Oh and forgot to say that she hasn't had a drink for some 20 years now. It was circumstances etc on her part. She's now 80! People drink for many reasons. It probably doesn't help as you aren't drinking at all. I say this as my ex used to like a drink and when I became preggers I was so against drinking it made him drink more! Sorry for being a bit flippant but sometimes it gets things in a bit of perspective.

bejeezus · 08/08/2011 20:27

didyouseewhatshedid
bejeezus - you are catastrophising a situation you have limited knowledge of

that may be so
equally, you may very well be minimising the situation- which is what OP has been doing in order to cope with it.

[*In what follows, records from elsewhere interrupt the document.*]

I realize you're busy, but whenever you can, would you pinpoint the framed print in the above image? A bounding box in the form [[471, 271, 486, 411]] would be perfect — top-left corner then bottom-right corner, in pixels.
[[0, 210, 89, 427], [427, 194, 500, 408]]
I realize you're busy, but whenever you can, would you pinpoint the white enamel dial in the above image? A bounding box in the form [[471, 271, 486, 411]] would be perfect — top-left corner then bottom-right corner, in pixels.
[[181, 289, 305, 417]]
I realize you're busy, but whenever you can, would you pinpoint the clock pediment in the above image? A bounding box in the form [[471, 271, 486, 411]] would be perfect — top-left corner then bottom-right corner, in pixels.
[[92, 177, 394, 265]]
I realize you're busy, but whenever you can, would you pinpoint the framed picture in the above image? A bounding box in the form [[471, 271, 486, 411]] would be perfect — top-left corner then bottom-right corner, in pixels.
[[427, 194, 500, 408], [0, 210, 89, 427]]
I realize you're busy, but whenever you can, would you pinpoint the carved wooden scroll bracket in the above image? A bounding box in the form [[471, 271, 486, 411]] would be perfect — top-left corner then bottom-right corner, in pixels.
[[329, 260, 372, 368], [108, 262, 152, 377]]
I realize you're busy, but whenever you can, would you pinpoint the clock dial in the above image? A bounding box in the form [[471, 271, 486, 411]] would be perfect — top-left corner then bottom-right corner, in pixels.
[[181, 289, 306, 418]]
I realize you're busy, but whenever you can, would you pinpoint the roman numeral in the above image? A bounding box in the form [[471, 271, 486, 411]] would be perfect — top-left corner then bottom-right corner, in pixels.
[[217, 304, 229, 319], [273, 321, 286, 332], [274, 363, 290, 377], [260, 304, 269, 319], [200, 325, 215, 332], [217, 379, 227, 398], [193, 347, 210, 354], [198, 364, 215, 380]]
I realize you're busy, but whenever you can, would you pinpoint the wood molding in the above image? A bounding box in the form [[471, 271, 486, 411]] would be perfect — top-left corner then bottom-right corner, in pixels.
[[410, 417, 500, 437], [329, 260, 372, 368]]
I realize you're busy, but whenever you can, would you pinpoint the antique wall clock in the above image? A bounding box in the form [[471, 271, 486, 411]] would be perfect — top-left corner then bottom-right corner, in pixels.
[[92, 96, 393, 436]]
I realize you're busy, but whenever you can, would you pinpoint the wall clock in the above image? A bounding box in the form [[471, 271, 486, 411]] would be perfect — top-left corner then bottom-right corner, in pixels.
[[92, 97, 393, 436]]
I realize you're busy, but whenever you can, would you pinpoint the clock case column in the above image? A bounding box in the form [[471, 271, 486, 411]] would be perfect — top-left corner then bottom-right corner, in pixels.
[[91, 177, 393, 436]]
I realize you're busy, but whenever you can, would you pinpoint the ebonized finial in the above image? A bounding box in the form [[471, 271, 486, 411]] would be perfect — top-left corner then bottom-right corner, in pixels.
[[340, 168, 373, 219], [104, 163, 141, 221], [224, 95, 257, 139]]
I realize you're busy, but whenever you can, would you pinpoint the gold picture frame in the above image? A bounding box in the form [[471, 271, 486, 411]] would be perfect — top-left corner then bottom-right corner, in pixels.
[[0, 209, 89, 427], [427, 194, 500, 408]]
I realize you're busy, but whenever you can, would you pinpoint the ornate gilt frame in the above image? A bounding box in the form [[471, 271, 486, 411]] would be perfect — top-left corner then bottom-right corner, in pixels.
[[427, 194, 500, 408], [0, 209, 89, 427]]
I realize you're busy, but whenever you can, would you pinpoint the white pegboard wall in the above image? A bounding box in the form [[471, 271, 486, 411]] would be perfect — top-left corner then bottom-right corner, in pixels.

this situation may well turn out to be catastrophic for OP, in terms of depriving her of the life plan she believed she had

I wasnt labelling her partner an alcoholic or suggesting AA. I was advocating Al-Anon for OP because for her, her DPs drinking is a problem. He is a problem drinker

How many people do you know thta have a healthy relationship with alcohol that;

  • hide vodka bottles around the house
  • have only stopped drinking during the day, because they now go out to work
  • refuse to stop drinking despite their partner threatening to leave because of drinking

whilst I agree that this is limited knowledge; unfortunately it is enough to know that his drinking is not within 'normal'

didyouseewhatshedid · 08/08/2011 21:00

Why is it that mere mention of the word alcohol in a thread title brings out all the "oh my dp/ex/dad/mum" was an alcoholic posters. So fucking what. We are not talking about them. We are talking about the OP and her partner and I maintain that there not enough info there to start throwing labels about.
Bejeezus - advising AAnon is subjective. If you know anything about this issue you will know that, for all those who it works for there is an equal number whom it doesnt help at all or actually makes worse.

bejeezus · 08/08/2011 21:08

DYSWSD

you are talking about AA- they have questionable success

BUT Al-Anon is a SUPPORT GROUP for people affected by other peoples drinking. There is no success or failure with a support group

Unfortunately, I know more about this issue than I wish I did

BelleDameSansMerci · 08/08/2011 21:46

didyousee, the reason we reference our own experiences is to show that we do have some experience of the subject in question. It's pretty pointless to offer advice based on fuck all experience.

zookeeper · 08/08/2011 22:18

God you are unutterably stupid as well as agressive didyousee Hmm.